E proprio in terra siberiana la Nazionale vuole fare tappa nel prossimo giugno. Ma dopo la pesante sconfitta contro la Spagna che consegna alle Furie Rosse il prima consolidato del girone e vedendo sfumare la possibilità di un accesso diretto, il playoff rimane l’unica soluzione.

Due decenni fa, nella Qualificazione per Francia ’98, l’Italia fu inserita nel Girone 2 assieme a Inghilterra, Polonia, Georgia e Moldavia. I ragazzi di Cesare Maldini disputarono anche un buon torneo: sapevamo che gli inglesi erano i concorrenti diretti per acciuffare il primo posto che significava qualificazione diretta senza passare dagli insidiosi pareggi.
L’Italia chiuse a 18 punti, senza nemmeno una sconfitta, con 5 vittorie e tre pareggi, un solo gol subito e la memorabile vittoria a Wembley contro l’Inghilterra firmata dal guizzo dell’inglese Zola e dalla saracinesca umana Peruzzi. Ma non fu abbastanza: l’Inghilterra passò come prima avendo totalizzato 19 punti. Per gli azzurri fu fatale il pareggio in casa nello scontro diretto contro i Tre Leoni e, forse, ancor più i due 0-0 ottenuti in trasferta in Georgia e Polonia.

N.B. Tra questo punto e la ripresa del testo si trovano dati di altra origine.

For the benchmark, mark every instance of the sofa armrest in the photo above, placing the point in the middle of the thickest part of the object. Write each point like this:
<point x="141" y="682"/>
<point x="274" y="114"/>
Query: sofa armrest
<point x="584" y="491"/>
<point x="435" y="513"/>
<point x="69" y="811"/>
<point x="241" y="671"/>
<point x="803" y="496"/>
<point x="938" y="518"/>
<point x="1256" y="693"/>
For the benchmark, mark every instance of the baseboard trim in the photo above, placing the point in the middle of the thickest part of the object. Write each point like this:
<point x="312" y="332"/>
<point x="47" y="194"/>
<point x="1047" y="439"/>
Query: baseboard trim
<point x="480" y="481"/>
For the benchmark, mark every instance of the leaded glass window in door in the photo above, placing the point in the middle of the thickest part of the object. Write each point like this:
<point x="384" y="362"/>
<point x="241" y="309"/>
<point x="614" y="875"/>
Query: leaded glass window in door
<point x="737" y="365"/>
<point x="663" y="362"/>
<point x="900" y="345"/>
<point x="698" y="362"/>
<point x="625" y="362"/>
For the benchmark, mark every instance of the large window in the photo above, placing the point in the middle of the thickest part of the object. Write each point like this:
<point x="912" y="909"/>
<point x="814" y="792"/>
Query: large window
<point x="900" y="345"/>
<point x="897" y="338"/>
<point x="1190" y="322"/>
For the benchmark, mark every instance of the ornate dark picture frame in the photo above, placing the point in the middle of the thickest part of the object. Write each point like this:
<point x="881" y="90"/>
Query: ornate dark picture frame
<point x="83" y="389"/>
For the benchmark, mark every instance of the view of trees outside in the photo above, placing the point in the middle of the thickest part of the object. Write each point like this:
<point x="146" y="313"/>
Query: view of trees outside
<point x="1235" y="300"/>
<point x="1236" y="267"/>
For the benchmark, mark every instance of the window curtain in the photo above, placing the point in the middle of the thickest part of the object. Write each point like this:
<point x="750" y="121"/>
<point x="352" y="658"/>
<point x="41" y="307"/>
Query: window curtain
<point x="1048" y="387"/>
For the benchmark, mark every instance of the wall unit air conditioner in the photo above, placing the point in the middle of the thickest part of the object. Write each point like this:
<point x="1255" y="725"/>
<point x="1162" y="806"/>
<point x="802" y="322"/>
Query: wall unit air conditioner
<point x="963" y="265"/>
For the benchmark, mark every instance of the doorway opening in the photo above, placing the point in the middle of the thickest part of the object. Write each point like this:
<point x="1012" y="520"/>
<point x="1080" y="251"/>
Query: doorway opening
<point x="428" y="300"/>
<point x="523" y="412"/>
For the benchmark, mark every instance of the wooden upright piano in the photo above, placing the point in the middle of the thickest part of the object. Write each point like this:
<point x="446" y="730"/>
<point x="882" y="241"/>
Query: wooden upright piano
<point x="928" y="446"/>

Archiviate, dunque, le speranze di qualificazione diretta, il sorteggio consegnò i russi all’Italia. All’andata, il 29 ottobre, a Mosca, gli azzurri si ritrovarono un campo innevato e ai limiti della praticabilità. C’era da portare a casa la pelle limitando i danni e provare a uscire sani e salvi dalla zuffa fangosa moscovita.
Buffon, alla mezz’ora, prese il posto di Pagliuca, Vieri al 49’ da buon ariete trafisse il portiere di casa, ma appena quattro minuti più tardi, una sfortunata autorete di Cannavaro rimise tutto in discussione. Risultato finale 1-1 e qualificazione che passa per Napoli, il 15 novembre. Fu Casiraghi, al 53’, spinto dall’euforia straripante del San Paolo a regalare la vittoria e il Mondiale all’Italia.

Vent’anni dopo, cosa ci aspetta?

Agli spareggi partecipano le otto migliori seconde dei nove gironi di qualificazioni. La peggior seconda, dunque, sarà esclusa. Al momento le Nazionali sarebbero: Portogallo, Svezia, una tra Ucraina e Croazia, Slovacchia, Irlanda del Nord, Irlanda e Grecia. L’Italia, grazie al coefficiente ranking verrà valutata come testa di serie e quindi eviterà le insidie e lo spauracchio che ha il volto di Cristiano Ronaldo (eviterebbe anche la Croazia o l’Ucraina).

I playoff da dentro o fuori verso Russia 2018 si giocheranno il 9/10 novembre per la partita di andata e il 13/14 novembre per il match di ritorno.